This afternoon I purchased “The Real Business of Photography”, by Richard Weisgrau. This book was copublished by Allworth Press and the American Society of Media Photographers. I plan on digging deep into this book tonight. However, while sitting in a booth waiting for my dinner to arrive I did read the first few pages. The first chapter deals with developing a strategic vision. This is the process of developing a strategy of getting from the fantasy stage of owning a business (in this case we are talking about a photography business) to the planning of concrete steps of turning the fantasy into a successful reality.
I guess I am lucky here. Because, I have spent a lot of the past few months in an evaluation mode. I am fairly comfortable in stating that I can define what success means to me. I am also fairly comfortable in stating what kind of photography I want to do. And, I am almost comfortable stating that I have most of the basic tools I need to do the type of work that I want to do. I also know what I am up against as far as my personality versus my ambitions go. And, I know what I will need to do to overcome my shortcomings. So,----- what is my major drawback.
I have three major drawbacks. Time, experience and confidence. But, I know that I can overcome all of these drawbacks. And, here is the way I will overcome them:
Time: It is simple. I know I will never be able to continue my current job and spend enough time in photography related activities.
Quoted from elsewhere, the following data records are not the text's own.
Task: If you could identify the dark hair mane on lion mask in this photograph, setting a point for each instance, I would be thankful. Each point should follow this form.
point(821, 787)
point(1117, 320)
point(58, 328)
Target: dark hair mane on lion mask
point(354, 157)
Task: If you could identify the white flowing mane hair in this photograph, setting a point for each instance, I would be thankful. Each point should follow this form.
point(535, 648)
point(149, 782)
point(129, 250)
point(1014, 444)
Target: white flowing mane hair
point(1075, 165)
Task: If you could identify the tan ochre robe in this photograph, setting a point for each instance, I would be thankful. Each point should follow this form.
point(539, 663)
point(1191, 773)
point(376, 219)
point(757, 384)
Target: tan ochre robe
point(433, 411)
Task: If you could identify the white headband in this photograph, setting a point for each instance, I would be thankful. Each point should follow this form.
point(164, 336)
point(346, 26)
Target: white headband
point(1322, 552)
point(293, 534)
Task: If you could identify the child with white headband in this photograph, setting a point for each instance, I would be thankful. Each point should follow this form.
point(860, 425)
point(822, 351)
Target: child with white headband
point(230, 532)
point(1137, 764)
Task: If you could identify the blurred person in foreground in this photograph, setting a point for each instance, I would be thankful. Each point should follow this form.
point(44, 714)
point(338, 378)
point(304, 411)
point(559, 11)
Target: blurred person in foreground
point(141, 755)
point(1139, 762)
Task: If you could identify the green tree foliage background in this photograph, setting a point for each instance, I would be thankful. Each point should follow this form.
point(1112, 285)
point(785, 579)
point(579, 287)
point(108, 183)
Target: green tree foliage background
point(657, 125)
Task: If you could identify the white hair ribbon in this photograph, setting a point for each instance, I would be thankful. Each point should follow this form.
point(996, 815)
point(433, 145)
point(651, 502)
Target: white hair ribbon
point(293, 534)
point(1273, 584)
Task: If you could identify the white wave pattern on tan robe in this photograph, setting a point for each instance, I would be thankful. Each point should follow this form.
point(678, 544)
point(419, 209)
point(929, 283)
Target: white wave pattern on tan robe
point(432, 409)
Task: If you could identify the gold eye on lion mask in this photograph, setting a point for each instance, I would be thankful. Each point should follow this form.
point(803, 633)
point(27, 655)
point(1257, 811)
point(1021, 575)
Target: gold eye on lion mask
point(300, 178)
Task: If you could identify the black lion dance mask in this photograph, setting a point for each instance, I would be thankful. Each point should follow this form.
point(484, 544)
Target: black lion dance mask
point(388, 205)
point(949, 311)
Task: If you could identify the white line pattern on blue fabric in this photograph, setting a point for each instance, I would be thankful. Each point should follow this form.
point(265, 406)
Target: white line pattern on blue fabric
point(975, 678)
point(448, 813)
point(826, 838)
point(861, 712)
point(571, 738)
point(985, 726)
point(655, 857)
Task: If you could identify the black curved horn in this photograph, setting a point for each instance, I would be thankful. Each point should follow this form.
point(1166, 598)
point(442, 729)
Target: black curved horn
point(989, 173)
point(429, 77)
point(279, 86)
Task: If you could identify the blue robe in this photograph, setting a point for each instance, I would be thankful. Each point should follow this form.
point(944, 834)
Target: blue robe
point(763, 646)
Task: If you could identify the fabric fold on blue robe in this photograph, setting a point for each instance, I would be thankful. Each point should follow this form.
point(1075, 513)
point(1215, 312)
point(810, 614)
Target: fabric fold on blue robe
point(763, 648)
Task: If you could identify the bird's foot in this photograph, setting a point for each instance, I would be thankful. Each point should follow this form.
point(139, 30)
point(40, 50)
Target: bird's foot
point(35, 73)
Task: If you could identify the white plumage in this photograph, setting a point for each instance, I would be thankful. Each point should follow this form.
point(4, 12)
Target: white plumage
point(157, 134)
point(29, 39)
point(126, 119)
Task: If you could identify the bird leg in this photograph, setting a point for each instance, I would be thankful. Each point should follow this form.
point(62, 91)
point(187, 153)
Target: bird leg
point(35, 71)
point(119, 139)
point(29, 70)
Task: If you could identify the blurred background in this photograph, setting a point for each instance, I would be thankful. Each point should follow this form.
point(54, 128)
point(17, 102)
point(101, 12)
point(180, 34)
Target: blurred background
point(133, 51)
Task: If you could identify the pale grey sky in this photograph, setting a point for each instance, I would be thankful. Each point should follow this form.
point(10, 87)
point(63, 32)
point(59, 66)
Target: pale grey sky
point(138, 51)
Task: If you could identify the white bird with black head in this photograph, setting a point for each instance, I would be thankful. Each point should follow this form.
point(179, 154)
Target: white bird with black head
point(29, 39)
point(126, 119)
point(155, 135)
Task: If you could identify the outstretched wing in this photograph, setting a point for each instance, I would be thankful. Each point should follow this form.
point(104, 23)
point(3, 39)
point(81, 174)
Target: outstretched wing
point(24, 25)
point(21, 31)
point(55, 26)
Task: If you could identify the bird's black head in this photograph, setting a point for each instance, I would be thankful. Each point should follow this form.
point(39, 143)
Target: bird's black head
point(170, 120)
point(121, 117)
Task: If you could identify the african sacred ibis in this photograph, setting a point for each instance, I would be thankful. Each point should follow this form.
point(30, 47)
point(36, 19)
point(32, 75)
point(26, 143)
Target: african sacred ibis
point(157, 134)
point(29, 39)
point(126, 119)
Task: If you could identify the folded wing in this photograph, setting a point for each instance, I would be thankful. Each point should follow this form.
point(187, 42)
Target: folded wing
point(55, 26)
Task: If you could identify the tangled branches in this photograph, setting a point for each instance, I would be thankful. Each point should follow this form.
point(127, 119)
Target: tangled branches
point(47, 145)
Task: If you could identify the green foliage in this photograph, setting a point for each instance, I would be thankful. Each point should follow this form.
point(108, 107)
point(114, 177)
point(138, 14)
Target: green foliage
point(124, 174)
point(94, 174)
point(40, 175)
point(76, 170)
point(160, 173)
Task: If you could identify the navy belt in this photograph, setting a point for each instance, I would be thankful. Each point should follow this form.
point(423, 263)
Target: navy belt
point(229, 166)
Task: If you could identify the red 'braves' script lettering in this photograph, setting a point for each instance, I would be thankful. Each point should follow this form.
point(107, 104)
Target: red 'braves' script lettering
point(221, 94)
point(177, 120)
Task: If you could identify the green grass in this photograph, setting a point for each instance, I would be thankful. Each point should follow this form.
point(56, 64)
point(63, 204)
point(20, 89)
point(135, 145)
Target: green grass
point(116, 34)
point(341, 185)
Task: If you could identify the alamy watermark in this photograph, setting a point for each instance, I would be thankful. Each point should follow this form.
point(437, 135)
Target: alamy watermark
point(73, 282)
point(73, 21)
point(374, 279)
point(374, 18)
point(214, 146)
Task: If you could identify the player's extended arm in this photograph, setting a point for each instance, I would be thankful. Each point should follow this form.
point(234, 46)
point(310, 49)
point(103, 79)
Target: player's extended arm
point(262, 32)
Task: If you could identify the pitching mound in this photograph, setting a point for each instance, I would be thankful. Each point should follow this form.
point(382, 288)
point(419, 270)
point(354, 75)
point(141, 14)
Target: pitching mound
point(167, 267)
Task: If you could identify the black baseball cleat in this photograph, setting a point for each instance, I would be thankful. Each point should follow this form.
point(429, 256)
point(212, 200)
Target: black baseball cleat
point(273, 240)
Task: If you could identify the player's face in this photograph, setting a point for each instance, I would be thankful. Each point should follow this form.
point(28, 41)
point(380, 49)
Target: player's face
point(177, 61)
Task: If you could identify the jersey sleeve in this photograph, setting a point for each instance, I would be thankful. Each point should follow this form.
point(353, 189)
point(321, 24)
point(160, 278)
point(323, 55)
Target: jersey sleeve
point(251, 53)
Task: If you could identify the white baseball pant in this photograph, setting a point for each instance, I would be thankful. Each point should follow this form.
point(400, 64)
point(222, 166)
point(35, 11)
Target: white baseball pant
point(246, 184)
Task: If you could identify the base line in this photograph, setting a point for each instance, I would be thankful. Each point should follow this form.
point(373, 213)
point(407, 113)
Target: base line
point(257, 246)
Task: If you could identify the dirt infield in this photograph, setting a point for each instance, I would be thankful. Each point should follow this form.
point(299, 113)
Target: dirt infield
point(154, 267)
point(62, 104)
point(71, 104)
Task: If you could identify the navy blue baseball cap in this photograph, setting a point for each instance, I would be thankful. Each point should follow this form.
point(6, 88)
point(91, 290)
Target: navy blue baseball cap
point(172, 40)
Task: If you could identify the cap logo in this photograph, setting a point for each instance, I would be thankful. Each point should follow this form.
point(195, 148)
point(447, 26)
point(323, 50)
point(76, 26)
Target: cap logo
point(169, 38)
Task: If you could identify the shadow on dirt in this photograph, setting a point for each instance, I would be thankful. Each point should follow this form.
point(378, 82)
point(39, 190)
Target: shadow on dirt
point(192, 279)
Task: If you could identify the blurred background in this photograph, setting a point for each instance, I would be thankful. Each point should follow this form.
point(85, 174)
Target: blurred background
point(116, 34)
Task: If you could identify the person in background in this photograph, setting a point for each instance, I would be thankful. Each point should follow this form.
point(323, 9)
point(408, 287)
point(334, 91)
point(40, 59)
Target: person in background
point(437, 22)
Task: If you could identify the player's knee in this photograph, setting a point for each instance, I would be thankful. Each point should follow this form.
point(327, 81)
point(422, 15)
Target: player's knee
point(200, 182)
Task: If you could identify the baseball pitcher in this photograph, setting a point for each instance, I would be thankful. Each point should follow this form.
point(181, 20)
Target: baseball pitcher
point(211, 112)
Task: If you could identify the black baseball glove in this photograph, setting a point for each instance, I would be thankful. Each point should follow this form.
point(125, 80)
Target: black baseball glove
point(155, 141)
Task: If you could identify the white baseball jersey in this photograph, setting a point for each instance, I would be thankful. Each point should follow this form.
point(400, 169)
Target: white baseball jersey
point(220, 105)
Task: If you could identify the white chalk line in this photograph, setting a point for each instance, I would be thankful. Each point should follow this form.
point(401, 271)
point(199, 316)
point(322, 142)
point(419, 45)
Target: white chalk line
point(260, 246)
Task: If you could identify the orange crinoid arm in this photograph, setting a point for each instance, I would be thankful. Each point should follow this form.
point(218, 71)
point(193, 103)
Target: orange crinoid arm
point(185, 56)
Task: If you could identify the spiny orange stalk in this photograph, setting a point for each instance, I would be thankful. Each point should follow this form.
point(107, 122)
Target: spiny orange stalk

I am taking the necessary steps to make it possible for me to spend more time with camera in hand, and on the business side of my art.
Experience: This not only includes more education, and time with camera in hand, but networking business wise and socially. There was a time when I had a social life, and knew how to act and react to the people around me. I can do that again. It will just take some rekindling of the desires to mingle with people.
Confidence: That will come automatically with the improvement of my social life, and with the experience of negotiating with photography clients.
Like I said, I will get busy reading this book tonight. However, I want to state at this time what my vision of my successful photography business is. It is simply to be able to work for myself (although at times I hope I will work as part of a team on larger productions) producing the photography that I want to produce. And, I hope to be able to do this while maintaining the ability to be flexible in where I live, and where I travel. I know myself well enough to know that I will never loose the desire to travel. I may want more home time, but I will always want to be able to travel and learn. I believe I can accomplish these desires by practicing the kinds of photography I like most. Event, portfolio, travel, assignment, stock, and small location and studio portraiture work should enable me to accomplish my goals.
I will consider my photography business successful when the tools of my trade enable me to earn a decent living while doing the work that I love to do, enable me to have a social life, and enable me to continue the learning experience.